Member of the Virginia House of Delegates from the Washington County district
- In office December 7, 1857 – December 2, 1860 Serving with William L. Rice
- Preceded by: John B. Floyd
- Succeeded by: Jacob Lynch

Personal details
- Born: September 26, 1825 Washington County, Virginia, U.S.
- Died: July 17, 1888 (aged 62) Austin, Texas, U.S.
- Resting place: Oakwood Cemetery (Austin, Texas)
- Occupation: dentist, soldier

Military service
- Allegiance: Confederate States of America
- Branch/service: Confederate States Army
- Years of service: 1861–1862
- Rank: Captain
- Unit: 37th Virginia Infantry
- Battles/wars: First Battle of Kernstown

= Robert E. Grant (politician) =

American politician

Robert E. Grant (September 26, 1825 - July 17, 1888) was a Virginia farmer and dentist who represented Washington County for one term in the Virginia House of Delegates and later at the Virginia Secession Convention of 1861. During the American Civil War, he recruited a company of the 37th Virginia Infantry, but failed to win re-election as captain, and ultimately moved to Texas in 1872 and re-established his practice.

==Early life and career==
The first child born to farmer James Grant (1800–1886?) and his wife Elizabeth (1805 – before 1890), Robert E. Grant had three younger brothers and four younger sisters. Although neither he nor his father owned slaves in 1850, by 1860 in addition to employing a 27-year-old free black farm laborer, Grant owned a 40-year-old enslaved black man, and 24- and 12-year-old enslaved black females.

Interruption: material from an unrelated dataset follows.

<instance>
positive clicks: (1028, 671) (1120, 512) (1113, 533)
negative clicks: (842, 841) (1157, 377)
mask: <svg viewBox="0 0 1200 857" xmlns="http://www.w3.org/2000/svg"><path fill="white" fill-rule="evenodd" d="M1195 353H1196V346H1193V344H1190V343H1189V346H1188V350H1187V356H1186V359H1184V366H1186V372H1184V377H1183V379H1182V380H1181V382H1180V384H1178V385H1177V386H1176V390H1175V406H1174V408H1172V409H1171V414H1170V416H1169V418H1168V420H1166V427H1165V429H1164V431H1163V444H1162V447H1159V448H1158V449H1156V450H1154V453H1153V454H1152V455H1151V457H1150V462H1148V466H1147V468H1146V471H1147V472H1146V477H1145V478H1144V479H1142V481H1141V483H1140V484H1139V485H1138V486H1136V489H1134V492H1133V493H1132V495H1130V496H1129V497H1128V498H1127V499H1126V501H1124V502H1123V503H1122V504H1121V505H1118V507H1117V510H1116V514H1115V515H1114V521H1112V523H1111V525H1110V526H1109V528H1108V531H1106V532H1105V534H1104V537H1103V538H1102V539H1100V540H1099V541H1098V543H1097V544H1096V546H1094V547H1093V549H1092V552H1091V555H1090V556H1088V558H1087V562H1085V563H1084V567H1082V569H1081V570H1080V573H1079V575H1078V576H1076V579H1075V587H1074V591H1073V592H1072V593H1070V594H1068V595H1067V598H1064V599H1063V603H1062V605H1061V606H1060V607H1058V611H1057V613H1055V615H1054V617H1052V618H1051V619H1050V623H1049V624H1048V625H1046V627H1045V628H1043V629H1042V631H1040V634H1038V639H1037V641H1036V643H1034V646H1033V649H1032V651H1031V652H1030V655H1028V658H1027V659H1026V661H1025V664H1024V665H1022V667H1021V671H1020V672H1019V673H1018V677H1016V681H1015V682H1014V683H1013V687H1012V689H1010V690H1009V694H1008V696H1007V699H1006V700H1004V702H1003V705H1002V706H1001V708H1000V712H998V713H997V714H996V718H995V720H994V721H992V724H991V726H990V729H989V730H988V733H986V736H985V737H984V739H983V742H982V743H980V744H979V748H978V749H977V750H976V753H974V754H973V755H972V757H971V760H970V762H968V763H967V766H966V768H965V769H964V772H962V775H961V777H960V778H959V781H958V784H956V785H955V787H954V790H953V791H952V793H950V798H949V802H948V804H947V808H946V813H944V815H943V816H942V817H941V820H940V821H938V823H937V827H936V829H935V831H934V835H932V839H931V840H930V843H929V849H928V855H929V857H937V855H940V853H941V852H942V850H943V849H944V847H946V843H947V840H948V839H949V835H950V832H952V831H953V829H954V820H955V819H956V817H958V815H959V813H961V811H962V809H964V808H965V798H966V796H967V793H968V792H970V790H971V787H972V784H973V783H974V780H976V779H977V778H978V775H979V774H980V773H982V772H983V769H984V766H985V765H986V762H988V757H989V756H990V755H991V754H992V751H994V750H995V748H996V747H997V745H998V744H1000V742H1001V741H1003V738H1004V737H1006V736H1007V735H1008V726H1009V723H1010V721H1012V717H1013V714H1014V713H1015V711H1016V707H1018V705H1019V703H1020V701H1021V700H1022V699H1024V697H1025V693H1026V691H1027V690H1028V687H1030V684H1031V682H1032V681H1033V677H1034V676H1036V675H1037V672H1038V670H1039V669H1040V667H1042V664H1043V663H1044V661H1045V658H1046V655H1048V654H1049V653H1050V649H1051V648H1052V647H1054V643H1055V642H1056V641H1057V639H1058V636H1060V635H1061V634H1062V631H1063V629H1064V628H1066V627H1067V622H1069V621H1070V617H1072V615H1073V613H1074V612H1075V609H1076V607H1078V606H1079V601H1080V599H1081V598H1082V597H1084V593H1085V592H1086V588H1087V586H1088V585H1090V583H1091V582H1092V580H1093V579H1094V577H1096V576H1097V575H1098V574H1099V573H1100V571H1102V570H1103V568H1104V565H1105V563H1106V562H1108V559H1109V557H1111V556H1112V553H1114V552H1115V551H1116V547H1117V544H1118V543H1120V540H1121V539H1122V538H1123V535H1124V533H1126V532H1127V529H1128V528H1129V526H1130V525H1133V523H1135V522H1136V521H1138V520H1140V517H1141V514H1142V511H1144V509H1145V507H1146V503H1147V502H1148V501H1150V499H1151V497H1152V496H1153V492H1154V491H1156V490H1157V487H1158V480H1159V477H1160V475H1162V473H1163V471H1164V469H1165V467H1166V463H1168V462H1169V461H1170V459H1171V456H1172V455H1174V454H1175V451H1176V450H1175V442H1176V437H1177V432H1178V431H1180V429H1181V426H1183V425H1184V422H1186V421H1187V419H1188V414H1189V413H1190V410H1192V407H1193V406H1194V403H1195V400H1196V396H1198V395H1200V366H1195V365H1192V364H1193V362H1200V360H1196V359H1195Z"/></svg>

Grant married Ann Long Snodgrass on December 15, 1850, and they had nearly a dozen children, although several failed to reach adulthood.

==Career==

In 1857, Washington County voters elected Grant to the Virginia House of Delegates. Although he failed to win re-election, Washington County voters elected him and fellow Unionist John Arthur Campbell as their delegates to the Virginia Secession Convention of 1861, defeating pro-secessionists William Y.C. White and Ben Rush Floyd. Grant initially supported Union, but either left or changed his vote at the end to support secession.

After Virginia's voters also ratified secession, and Confederate troops won at the First Battle of Manassas in July 1861, Grant recruited the King's Mountain Rifles in Abingdon and accepted a commission as its captain. His unit became Company H of the 37th Virginia Infantry, commanded by former judge Samuel V. Fulkerson. Capt. Grant served for less than a year in the unit, including during General Stonewall Jackson's Valley Campaign and the First Battle of Kernstown. His unit refused to re-elect him during the April 1862 reorganization, instead promoting Sergeant William F. Duff to captain of Company H.

==Final years, death and legacy==

Grant moved his family to Austin, Texas in 1872. Virginia farmers had endured two seasons of terrible crops, and by 1880 his parents had also moved to Abbeville County, South Carolina to live with his sister and a grandson. Grant prospered financially in Texas, but died in Austin on July 17, 1888.